Clare Waight Keller has to cover all Givenchy bases—from women’s daywear and eveningwear to men’s suiting to utilitarian sportswear—in her pre-fall collection. We started talking about the last category first. “Arctic surfing, volcanic surfing....” I had to double-check I’d heard her right. “Yes, it’s kind of extraordinary, these amazing things people do. It’s about being with this extremeness of nature. So I’ve been using these membrane fabrics and layers; these permeable fabrics, some of which are organic and recycled,” she added. “These new fabrics have to go through so much testing to get them to market, so it takes a little longer.” She pointed out a khaki green printed recycled polar fleece and crisp, neatly tailored organic cotton shirts.
Designing to be more mindful of Givenchy’s environmental impact is, she says, “very much top of mind.” One of the ways she’s tackling the issue is by aiming to build more versatility and longevity into her collections. “We need to wear our clothes for longer. It’s the throwaway aspect [of fashion] which is destructive. So the thought process, particularly in women’s, is to have a quieter sense of permanence. And I like the idea that so many of the pieces can be relayered.”
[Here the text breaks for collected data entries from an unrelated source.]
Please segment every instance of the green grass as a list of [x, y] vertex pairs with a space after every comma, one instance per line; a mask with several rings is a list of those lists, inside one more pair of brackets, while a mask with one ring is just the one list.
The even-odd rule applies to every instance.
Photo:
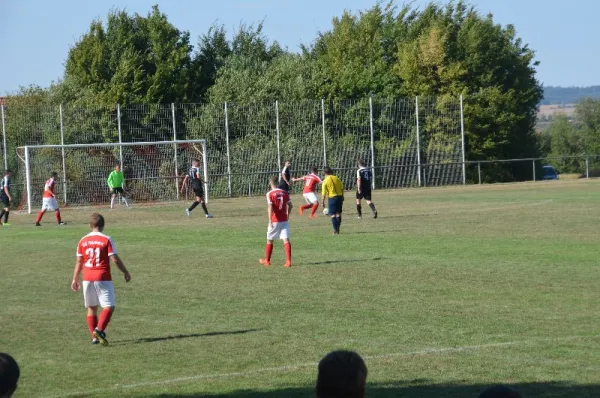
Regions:
[[[294, 197], [300, 203], [299, 197]], [[109, 347], [91, 346], [70, 279], [91, 209], [0, 229], [0, 351], [17, 397], [312, 396], [338, 348], [367, 358], [370, 397], [600, 395], [600, 182], [376, 192], [342, 234], [292, 219], [294, 266], [258, 265], [263, 197], [102, 209], [132, 273], [113, 271]], [[365, 206], [366, 207], [366, 206]], [[368, 211], [368, 209], [367, 209]]]

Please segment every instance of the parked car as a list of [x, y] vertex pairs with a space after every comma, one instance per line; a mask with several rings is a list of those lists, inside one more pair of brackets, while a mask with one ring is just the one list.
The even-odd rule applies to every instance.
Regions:
[[544, 166], [544, 180], [558, 180], [558, 173], [554, 166]]

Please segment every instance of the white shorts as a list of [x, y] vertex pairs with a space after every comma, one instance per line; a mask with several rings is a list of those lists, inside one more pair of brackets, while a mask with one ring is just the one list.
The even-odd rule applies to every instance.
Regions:
[[290, 224], [287, 221], [274, 222], [273, 227], [267, 231], [267, 240], [289, 239]]
[[42, 199], [42, 211], [55, 211], [58, 210], [58, 202], [55, 198], [43, 198]]
[[83, 281], [82, 287], [86, 308], [115, 306], [115, 287], [112, 281]]
[[302, 196], [304, 196], [304, 200], [306, 200], [306, 203], [309, 205], [319, 203], [319, 199], [317, 199], [317, 195], [315, 195], [314, 192], [303, 193]]

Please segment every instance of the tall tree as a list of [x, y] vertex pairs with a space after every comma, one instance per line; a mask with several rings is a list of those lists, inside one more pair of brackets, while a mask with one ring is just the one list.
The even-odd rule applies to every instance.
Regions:
[[93, 21], [69, 50], [65, 83], [71, 100], [132, 103], [187, 101], [190, 37], [175, 28], [158, 6], [142, 17], [113, 10], [106, 27]]

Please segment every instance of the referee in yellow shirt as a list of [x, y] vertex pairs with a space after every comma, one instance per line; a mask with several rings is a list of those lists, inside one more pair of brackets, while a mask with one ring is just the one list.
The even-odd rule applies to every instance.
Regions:
[[[323, 207], [329, 209], [331, 216], [331, 225], [333, 225], [333, 234], [340, 234], [342, 225], [342, 207], [344, 205], [344, 184], [337, 176], [333, 174], [331, 167], [325, 167], [325, 180], [323, 181]], [[325, 206], [325, 199], [329, 199], [328, 206]]]

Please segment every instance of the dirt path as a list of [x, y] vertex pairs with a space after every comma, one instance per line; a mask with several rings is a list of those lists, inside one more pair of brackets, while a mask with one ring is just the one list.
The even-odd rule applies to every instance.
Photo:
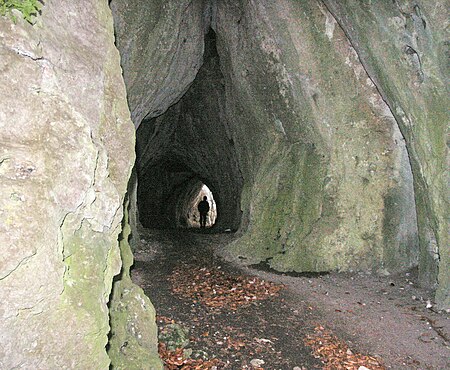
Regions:
[[[161, 353], [172, 355], [167, 368], [375, 369], [377, 359], [393, 369], [450, 368], [449, 317], [425, 308], [426, 292], [414, 286], [414, 274], [277, 275], [216, 257], [215, 249], [232, 238], [187, 231], [141, 235], [133, 279], [158, 312]], [[261, 297], [251, 291], [255, 285], [264, 287]], [[192, 358], [191, 365], [179, 360], [177, 366], [181, 355]]]

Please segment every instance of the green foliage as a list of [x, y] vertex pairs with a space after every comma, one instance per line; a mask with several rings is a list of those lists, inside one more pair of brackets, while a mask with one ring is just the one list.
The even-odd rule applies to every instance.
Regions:
[[0, 0], [0, 15], [7, 15], [15, 22], [12, 10], [17, 9], [27, 22], [33, 24], [33, 18], [39, 14], [41, 7], [39, 0]]

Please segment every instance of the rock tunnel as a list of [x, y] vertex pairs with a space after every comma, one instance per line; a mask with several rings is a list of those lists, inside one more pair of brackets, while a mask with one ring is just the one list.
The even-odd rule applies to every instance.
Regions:
[[230, 258], [282, 271], [417, 264], [404, 138], [325, 6], [110, 4], [145, 227], [186, 224], [204, 183], [215, 229], [241, 233]]
[[[130, 279], [130, 233], [187, 227], [203, 185], [212, 231], [236, 232], [226, 258], [419, 266], [448, 308], [444, 10], [64, 0], [33, 21], [0, 17], [0, 364], [119, 363], [127, 315], [154, 321]], [[155, 330], [136, 353], [156, 369]]]
[[220, 114], [224, 81], [215, 33], [205, 35], [204, 62], [183, 97], [137, 130], [137, 204], [146, 227], [187, 225], [203, 184], [218, 208], [217, 229], [240, 225], [242, 175], [229, 123]]

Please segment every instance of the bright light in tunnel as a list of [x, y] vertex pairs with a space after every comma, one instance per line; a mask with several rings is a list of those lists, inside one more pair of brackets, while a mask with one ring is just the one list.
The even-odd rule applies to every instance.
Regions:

One of Waight Keller’s strengths has always been her woman’s understanding of lived fashion—the practical wisdom accumulated by a designer who has to streamline and make sense of her own wardrobe; that endless round of packing, traveling, and quick changes of gear familiar to every woman who needs to tap-dance her way through the performances of professional life. In this collection, she’s taken an intelligent approach to tackling the extravagance of one-wear evening dressing by suggesting, for example, how a very French, Givenchy-esque black dress with gold buttons on one shoulder can be worn over a pair of tuxedo pants. Or again, how those same trousers can go under a short, strapless tailored dress to create a chic tunic look.
In a way, there’s a flicker of a memory of how Donna Karan used to solve things for executive women in the ’80s in this, but brought forward for Waight Keller’s generation. Underpinning the coats, there’s a series of jumpsuits—one of the biggest-selling categories in these times of ours. She knows why: “They’re just so quick and easy to pull on, like a dress—done!” Getting them right is all a question of fit, though. One of the styles, in mint, is a trompe l’oeil outfit which seems to be composed of a matching shirt and trouser: “The knack is that the cut of the trouser fits to the waist normally, and then it’s a matter of blousing over the top.”
That focus on practicality through design smarts is what will persuade a woman in a changing room or in front of her own bedroom mirror. Ditto, perhaps, Waight Keller’s nifty idea that her watermelon taffeta caped dress can be worn frontward or backward to give at least two looks’ worth for the money. Sure, there are several of the Givenchy couture–derived dresses here that will service Cannes and other early summer dates—nice ’40s-ish balloon-sleeve lace, and so on, for the wedding season. Waight Keller has all these categories covered for the label, as she must; but perhaps her greatest skill is her stealthy way of sneaking in female utilitarian psychology under the glossy cover of Givenchy glamour.